On a thermodynamically consistent diffuse interface model for incompressible two-phase flows with unmatched densities: Energy equality and Lyapunov stability
Harald Garcke, Maoyin Lv, Hao Wu
Abstract
We consider the initial-boundary value problem of a thermodynamically consistent diffuse interface model for incompressible two-phase flows with unmatched densities in a bounded domain $Ω\subset\mathbb{R}^3$. Our first aim is to study the energy equality for global weak solutions by establishing mixed $L_t^qL_x^r$-regularity conditions on the velocity field and its gradient, under which the global weak solution conserves its energy for all times. The proof is based on the propagation of regularity for weak solutions to the convective Cahn-Hilliard equation with a physically relevant Flory-Huggins-type potential, combined with global mollification and boundary cut-off techniques.

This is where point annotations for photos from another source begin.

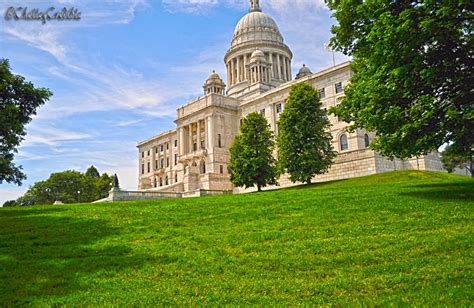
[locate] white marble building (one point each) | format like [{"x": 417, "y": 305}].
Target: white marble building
[{"x": 195, "y": 155}]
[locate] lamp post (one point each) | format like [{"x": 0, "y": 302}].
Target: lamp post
[{"x": 330, "y": 49}]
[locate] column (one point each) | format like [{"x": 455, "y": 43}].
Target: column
[
  {"x": 270, "y": 55},
  {"x": 235, "y": 71},
  {"x": 198, "y": 135},
  {"x": 210, "y": 132},
  {"x": 289, "y": 68},
  {"x": 190, "y": 138},
  {"x": 181, "y": 141},
  {"x": 206, "y": 137},
  {"x": 239, "y": 69},
  {"x": 232, "y": 80},
  {"x": 245, "y": 68},
  {"x": 279, "y": 67}
]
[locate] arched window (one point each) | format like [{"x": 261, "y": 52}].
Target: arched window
[
  {"x": 366, "y": 140},
  {"x": 343, "y": 142}
]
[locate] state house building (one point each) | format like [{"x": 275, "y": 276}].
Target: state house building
[{"x": 195, "y": 155}]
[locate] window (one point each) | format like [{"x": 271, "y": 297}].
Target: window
[
  {"x": 366, "y": 140},
  {"x": 343, "y": 142},
  {"x": 322, "y": 93},
  {"x": 278, "y": 107}
]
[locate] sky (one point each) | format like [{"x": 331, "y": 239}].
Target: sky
[{"x": 119, "y": 73}]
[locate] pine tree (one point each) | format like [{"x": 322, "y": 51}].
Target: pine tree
[
  {"x": 304, "y": 141},
  {"x": 252, "y": 161}
]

Next, we prove the existence and uniqueness of global strong solutions in the general setting with non-constant gradient energy coefficient and non-degenerate mobility, provided that the initial velocity is sufficiently small and the initial phase-field variable is a sufficiently small perturbation of a local minimizer of the free energy. This yields Lyapunov stability for each steady state consisting of a zero velocity together with a local energy minimizer. The proof relies on the energy equality for (local) strong solutions and the Łojasiewicz-Simon approach.